The Israeli side had previously suggested that 23-year-old Goldin had been captured by Hamas fighters in Gaza, sending chances of a more permanent ceasefire in the bloody offensive nosediving. Such captures are considered by Israel to be casus belli.
Hamas's armed wing, the Ezzedine al-Qassam Brigades, had acknowledged its militants staged an ambush early Friday in which two other Israeli soldiers were killed, but denied holding Goldin.
Also Sunday an army spokesman told AFP Israel has begun withdrawing some ground troops from the Gaza Strip and redeploying others but the mission was ongoing.
"We are removing some (forces), we are changing from within," Lieutenant Colonel Peter Lerner said, describing it as "an ongoing mission".
"We are redeploying within the Gaza Strip and taking out other different positions, and relieving other forces from within," he said.
Both Israel and Hamas vowed Saturday to continue their bloody 26-day confrontation in Gaza, shunning efforts to broker an end to the bloodshed which has claimed more than 1,700 lives.
With no resolution in sight, a senior Palestinian delegation landed in Cairo for talks Sunday on an Egyptian ceasefire initiative, but Israel said it was not sending a negotiating team.
"Hamas has proven that it breaches any agreement reached right away, as happened five times in previous truces," deputy foreign minister Tzahi HaNegbi told AFP.
"It is therefore unclear at this stage what benefit Israel might see for participating in an attempt to reach agreements, based on the Egyptian initiative," he added.
US Middle East envoy Frank Lowenstein is expected to arrive for talks, along with representatives of both Hamas and Islamic Jihad.
The Gaza violence has claimed 1,720 Palestinian lives and displaced up to a quarter of the territory's population.
Goldin's death brings Israeli army deaths to 64 since the start of hostilities on July 8, its heaviest toll since the 2006 war against the Lebanese Hezbollah.
– 'As much force as needed' –
Earlier Saturday, Israel pulled back troops from two areas in Gaza in what was initially interpreted as a sign it was winding down its biggest military operation there in decades.

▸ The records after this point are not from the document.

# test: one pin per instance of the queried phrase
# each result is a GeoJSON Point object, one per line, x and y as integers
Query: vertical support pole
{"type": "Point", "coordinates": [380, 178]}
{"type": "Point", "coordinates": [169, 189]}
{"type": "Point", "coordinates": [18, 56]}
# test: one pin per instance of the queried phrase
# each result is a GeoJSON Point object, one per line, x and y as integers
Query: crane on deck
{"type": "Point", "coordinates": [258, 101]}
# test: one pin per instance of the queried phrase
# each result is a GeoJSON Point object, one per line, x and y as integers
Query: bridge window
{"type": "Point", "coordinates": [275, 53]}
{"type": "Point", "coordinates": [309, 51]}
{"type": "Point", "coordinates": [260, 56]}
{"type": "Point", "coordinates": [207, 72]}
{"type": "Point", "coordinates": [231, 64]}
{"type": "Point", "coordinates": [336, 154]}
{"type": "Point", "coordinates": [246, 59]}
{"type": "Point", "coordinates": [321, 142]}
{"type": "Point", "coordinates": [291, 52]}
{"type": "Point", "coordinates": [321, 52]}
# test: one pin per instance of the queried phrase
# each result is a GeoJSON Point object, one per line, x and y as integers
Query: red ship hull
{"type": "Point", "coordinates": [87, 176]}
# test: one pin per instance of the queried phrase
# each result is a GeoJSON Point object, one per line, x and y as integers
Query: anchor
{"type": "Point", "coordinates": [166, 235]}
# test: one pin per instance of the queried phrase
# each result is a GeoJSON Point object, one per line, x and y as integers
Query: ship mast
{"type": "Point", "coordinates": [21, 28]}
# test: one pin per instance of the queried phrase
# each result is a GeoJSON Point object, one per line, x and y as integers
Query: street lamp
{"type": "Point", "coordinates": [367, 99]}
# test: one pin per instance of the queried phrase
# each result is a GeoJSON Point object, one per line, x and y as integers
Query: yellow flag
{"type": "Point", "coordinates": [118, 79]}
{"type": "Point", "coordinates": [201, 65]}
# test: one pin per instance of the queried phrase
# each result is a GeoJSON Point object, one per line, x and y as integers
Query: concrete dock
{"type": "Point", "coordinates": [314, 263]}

The army informed residents of Beit Lahiya and Al-Atatra in the north that it was "safe" to return home.
Troops were also seen pulling out of villages east of Khan Yunis in the south, in the first such moves since the Israeli operation began last month.
But there appeared to be little further indication Israel was planning to wrap up its operations, with Prime Minister Benjamin Netanyahu promising that Hamas would pay "an insufferable price" for continued cross-border rocket fire.
"We will take as much time as necessary, and will exert as much force as needed," he said at a news conference, adding that troops had also dealt a "significant blow" to Hamas's infrastructure.
Troops would complete their mission to destroy a complex network of tunnels used by militants to infiltrate southern Israel before the next security objectives would be decided, he said, warning that "all options" were on the table.
– 'Netanyahu facing real crisis' –
Exiled Hamas chief Khaled Meshaal insisted that the Palestinian side had not broken the short-lived ceasefire, putting the spotlight on Israel.
"A truce is a truce. but the presence of the Israeli forces inside Gaza and destroying the tunnels means it is an aggression," he told CNN in an interview late Saturday.
A spokesman for the Islamist movement mocked Netanyahu's statements as "confused", and as testimony of the "real crisis" he was facing.
"We will continue our resistance till we achieve our goals," Hamas spokesman Fawzi Barhum told AFP.
Israel had said Friday it believed the soldier Goldin had been captured near the southern Gaza city of Rafah. Immediately afterwards, Israel bombarded the Rafah area in shelling that is still ongoing, with medics saying at least 110 people were killed in 24 hours.
Meanwhile, air strikes and tank fire continued pounding huge areas of southern Gaza into rubble, killing scores more people on Saturday, as militants kept up their cross-border fire, with 56 rockets hitting Israel and another six downed, including two over greater Tel Aviv.
Thousands of protesters, many wrapped in Palestinian flags, rallied outside the White House in Washington on Saturday to call for peace and an end to the fighting in Gaza.